For this research, we are relying on the work of other scientists. In many cases, that work is shared freely among researchers as preprints, or articles that have not yet been through the peer-review process. Under the traditional publishing model, it can take upward of a year and a half until an article is peer reviewed and published. And when it is made available, it’s locked behind a paywall. If we had to wait for the peer-review process to run its course, vital information about the virus would just now be seeing the light of day.

Scientific publishers have gotten in on the act, too. Recognizing the need to let knowledge fly free, they have temporarily lifted their paywalls to COVID-19 research.

With information that is both fast and free, scientists can more effectively prioritize -- focusing on the pressing questions that remain unanswered. We can draw from a pool of collective knowledge, examining and building on other scholars’ research using our own distinct sets of expertise.

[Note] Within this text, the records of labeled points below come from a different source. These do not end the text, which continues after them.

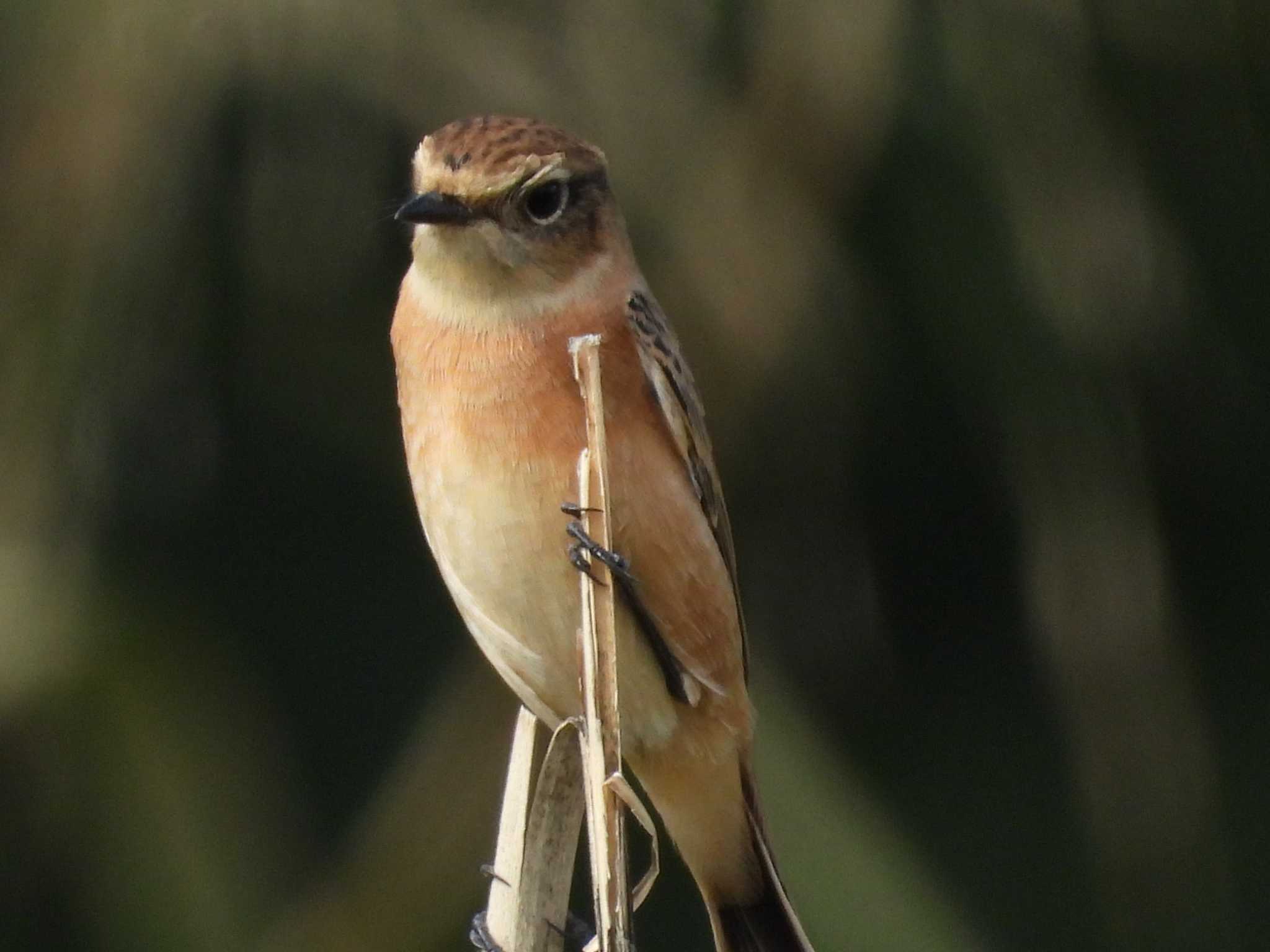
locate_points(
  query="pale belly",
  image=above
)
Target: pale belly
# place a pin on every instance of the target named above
(494, 524)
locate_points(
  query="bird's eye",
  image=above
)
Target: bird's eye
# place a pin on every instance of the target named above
(546, 202)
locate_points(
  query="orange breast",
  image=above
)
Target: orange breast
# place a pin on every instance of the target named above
(493, 426)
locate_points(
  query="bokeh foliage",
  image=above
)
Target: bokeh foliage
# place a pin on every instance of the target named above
(978, 298)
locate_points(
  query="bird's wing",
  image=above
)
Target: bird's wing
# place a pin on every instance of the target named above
(676, 391)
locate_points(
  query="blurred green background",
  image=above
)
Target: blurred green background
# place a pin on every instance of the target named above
(977, 295)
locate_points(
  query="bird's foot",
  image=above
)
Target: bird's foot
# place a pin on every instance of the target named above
(585, 546)
(575, 933)
(479, 935)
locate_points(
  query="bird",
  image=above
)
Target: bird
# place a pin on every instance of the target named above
(518, 245)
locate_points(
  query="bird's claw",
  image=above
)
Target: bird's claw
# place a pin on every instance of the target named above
(481, 936)
(585, 544)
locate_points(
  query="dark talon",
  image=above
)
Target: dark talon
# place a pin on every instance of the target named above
(489, 873)
(578, 557)
(616, 563)
(479, 935)
(575, 933)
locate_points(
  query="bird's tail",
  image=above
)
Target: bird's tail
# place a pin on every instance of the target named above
(768, 923)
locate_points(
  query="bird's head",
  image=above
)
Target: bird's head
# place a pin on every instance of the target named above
(510, 211)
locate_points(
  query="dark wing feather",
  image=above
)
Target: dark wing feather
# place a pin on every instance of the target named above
(676, 391)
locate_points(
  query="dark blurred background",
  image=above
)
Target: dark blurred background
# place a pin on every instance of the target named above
(977, 294)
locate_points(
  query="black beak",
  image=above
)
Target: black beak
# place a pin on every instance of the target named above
(435, 208)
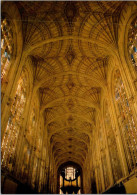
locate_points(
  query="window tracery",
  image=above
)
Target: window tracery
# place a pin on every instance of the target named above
(11, 135)
(112, 146)
(127, 122)
(132, 42)
(6, 48)
(103, 157)
(32, 126)
(25, 162)
(35, 165)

Opening the floodgates to information is about equity, too. Through my institution, I can get my hands on most of the research I need. But not everyone is so lucky. Think of physicians in private practice who can’t afford hefty subscription costs to access the latest information on cancer therapies, or underresourced researchers in parts of the world that are disproportionately impacted by diseases such as malaria and tuberculosis.

No one scientist can be an expert in everything. But every scientist is an expert in something. When scientific research is free for everyone, as we’ve seen during the COVID-19 pandemic, researchers of all kinds -- with expertise in epidemiology, immunology, public health and a host of other disciplines -- can shine light on the many facets of a health crisis. The more minds we have focused on a common challenge, the faster we can overcome it, and the better off we’ll all be.

COVID-19 is hardly the only killer on the loose. Imagine how different things would look if open access were the status quo not just during this unprecedented time, but also as we continue to fight the scourges of influenza, AIDS, cancer, heart disease and many other public health concerns.

UC’s deal with Elsevier is a monumental step. But if we want scientific discoveries to flourish, we need to push open access as far as it can go. Inspired by UC’s victory and others, universities and institutions across the world can -- and must -- stand up to publishers and strike transformative open-access deals of their own. No one person, or one institution, can do it alone: we all play a part in getting us closer to a world where open access is not the exception but the norm. The agreement with Elsevier has shown us that a large-scale shift is possible.

UC has dislodged the biggest brick in the paywall. Let’s not stop until the rest are scattered and crumble.